There are, of course, some great spin classes out there led by non-triathletes, but it’s an extra measure of comfort when you know your instructor understands what you’re training for, and how triathlon cycling differs from other forms of cycling (ie: you have to run after). Here are some weekly spins led by accomplished triathletes, and their workouts are very much in-demand:
Keith Putnam is not only a veteran elite-level triathlete but he’s also a coach. Keith leads workouts at the 18-bike spin studio within the Cape Cod YMCA in Barnstable every Tuesday and Thursday at 7am. Rather sleep in? On those same days, over at the Atlantis Sports Club in Hyannis, Keith leads spins at 4:30pm. And on Saturdays he teaches two classes, also at Atlantis, at 7:45 and 10:15am. Visit these gym’s websites or email Keith for details.
Amy Woods instructs spin three mornings a week at Bodystrong Gym in Orleans. Her Monday and Wednesday sessions start at 6am while Saturday workouts begin at 8. You do not need to be a member of the gym, you may pay per class (or buy 6-packs or 12-packs), but you do need to download the MindBody App to reserve a bike. For details, email Amy.
The “Winter Dilemma” seems fairly common: Do I go for a weak run on a treadmill that will be shorter than I planned because I hate the treadmill, or do I go outside to freeze my $%&!* off only to end up shortening the run to get back inside? Well, many of us have found the answer to be winter group runs with nice people where you actually look forward to them each week and suddenly don’t mind a little chill. And that’s the idea behind the Cape Cod Athletic Club’s Grand Prix Series: Sunday morning “races” from three to five miles hosted at different locations, with an (optional) social gathering afterwards. You need to be a CCAC member to take part — or even to learn where next week’s run might be. Upcoming races start/end from locations such as a restaurant in Harwich and a bar in downtown Hyannis. There’s even a category for walkers which starts at 10:30, a half-hour before the run…great for non-running friends and family. Try one soon…the 2018-19 season is nearing its end!
—– RACE NEWS —–
Jeff Dropo One-Hour Swim
Technically not a race (although many treat it as such) the Jeff Dropo One-Hour Swim (also known as the JDM1HS) is an annual event held to remember beloved local triathlete (and a founder of the Cape Cod Triathlon Club) Jeff Dropo, who 11 years ago was taken from his wonderful family and our endurance sports community way too early, at the age of 50. The premise is simple: arrive at the Sandwich High School pool the morning of January 27, make your pledge, and swim for a solid hour while volunteers count your yardage. There are three heats: at 8:30, 9:40 and 10:50. You must sign up in advance for this great cause which benefits Athlete’s Direction: a scholarship fund for needy kids.

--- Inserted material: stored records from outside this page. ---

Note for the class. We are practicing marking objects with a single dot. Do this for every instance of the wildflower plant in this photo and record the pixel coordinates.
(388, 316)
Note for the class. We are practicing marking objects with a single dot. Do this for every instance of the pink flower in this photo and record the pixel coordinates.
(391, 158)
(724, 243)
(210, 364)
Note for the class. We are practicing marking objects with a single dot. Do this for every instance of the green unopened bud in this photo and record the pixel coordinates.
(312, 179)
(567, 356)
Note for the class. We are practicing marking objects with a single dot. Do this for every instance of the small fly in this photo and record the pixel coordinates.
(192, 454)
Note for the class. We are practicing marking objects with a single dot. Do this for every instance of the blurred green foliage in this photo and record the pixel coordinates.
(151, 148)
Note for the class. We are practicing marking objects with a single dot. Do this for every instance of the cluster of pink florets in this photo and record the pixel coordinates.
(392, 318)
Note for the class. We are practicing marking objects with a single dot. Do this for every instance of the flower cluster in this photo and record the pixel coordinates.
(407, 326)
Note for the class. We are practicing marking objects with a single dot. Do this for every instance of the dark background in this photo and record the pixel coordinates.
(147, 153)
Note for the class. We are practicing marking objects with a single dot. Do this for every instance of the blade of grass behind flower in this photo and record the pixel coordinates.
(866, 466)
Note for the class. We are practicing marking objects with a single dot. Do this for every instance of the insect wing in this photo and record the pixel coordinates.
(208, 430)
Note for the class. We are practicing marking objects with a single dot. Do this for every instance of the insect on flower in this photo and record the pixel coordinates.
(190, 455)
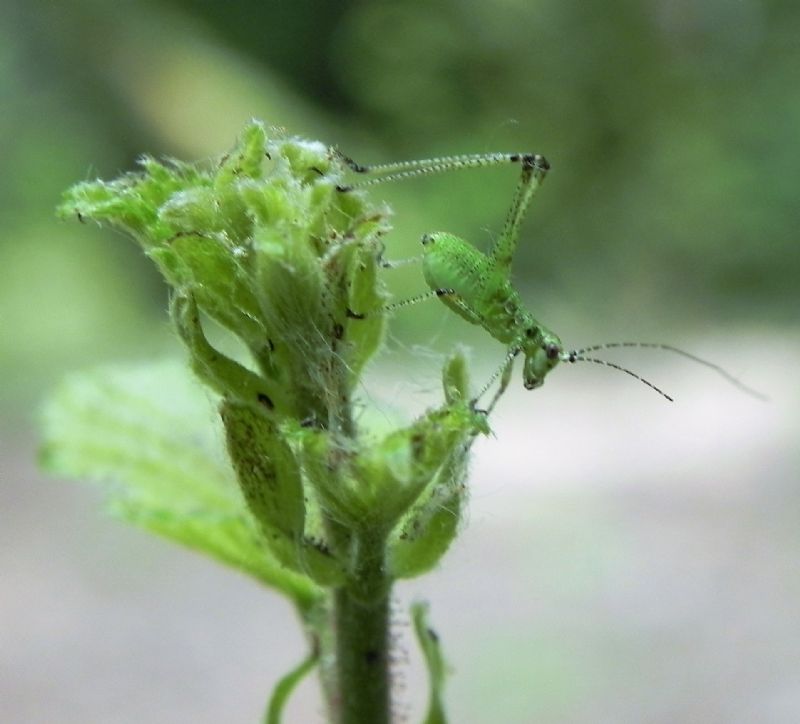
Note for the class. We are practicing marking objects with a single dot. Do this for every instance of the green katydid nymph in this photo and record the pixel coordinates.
(477, 286)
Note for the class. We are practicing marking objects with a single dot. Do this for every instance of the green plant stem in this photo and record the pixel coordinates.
(361, 616)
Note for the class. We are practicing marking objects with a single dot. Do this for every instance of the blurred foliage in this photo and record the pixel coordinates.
(671, 126)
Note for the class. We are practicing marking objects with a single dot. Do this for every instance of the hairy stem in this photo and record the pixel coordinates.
(361, 617)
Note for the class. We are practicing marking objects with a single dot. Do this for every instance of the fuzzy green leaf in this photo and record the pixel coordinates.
(148, 434)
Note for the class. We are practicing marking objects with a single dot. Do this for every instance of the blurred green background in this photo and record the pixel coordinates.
(670, 214)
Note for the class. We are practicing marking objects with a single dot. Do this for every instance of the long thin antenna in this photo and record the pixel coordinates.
(577, 357)
(669, 348)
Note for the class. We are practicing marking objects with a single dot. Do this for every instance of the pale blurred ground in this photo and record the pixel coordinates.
(624, 560)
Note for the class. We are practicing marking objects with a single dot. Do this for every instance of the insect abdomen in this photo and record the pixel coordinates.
(450, 263)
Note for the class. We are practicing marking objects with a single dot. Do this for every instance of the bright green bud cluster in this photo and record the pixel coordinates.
(266, 242)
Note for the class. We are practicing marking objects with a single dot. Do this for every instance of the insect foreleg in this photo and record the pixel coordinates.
(399, 305)
(504, 372)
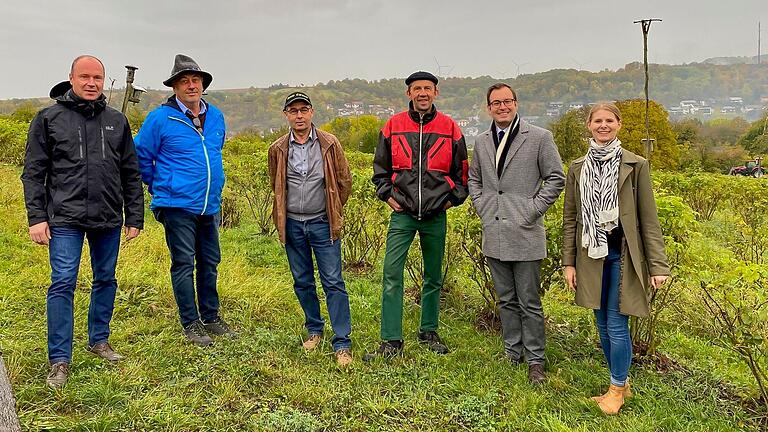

New race: “SOS Cape Cod” is sold out
Registration was open for less than 60 days when the region’s newest triathlon, SOS Cape Cod, filled to capacity. This event is the first “offspring” of the fabled SOS Triathlon in upstate New York. Three sports are involved but the order is kind of wacky: bike, run, swim, run, swim, run, swim, run. There is a waiting list but it’s growing quickly. Triathletes who volunteer at this June’s event (the 22nd) will receive an early registration opportunity for next year. Email the RD if you’re interested in either being on the waiting list or volunteering.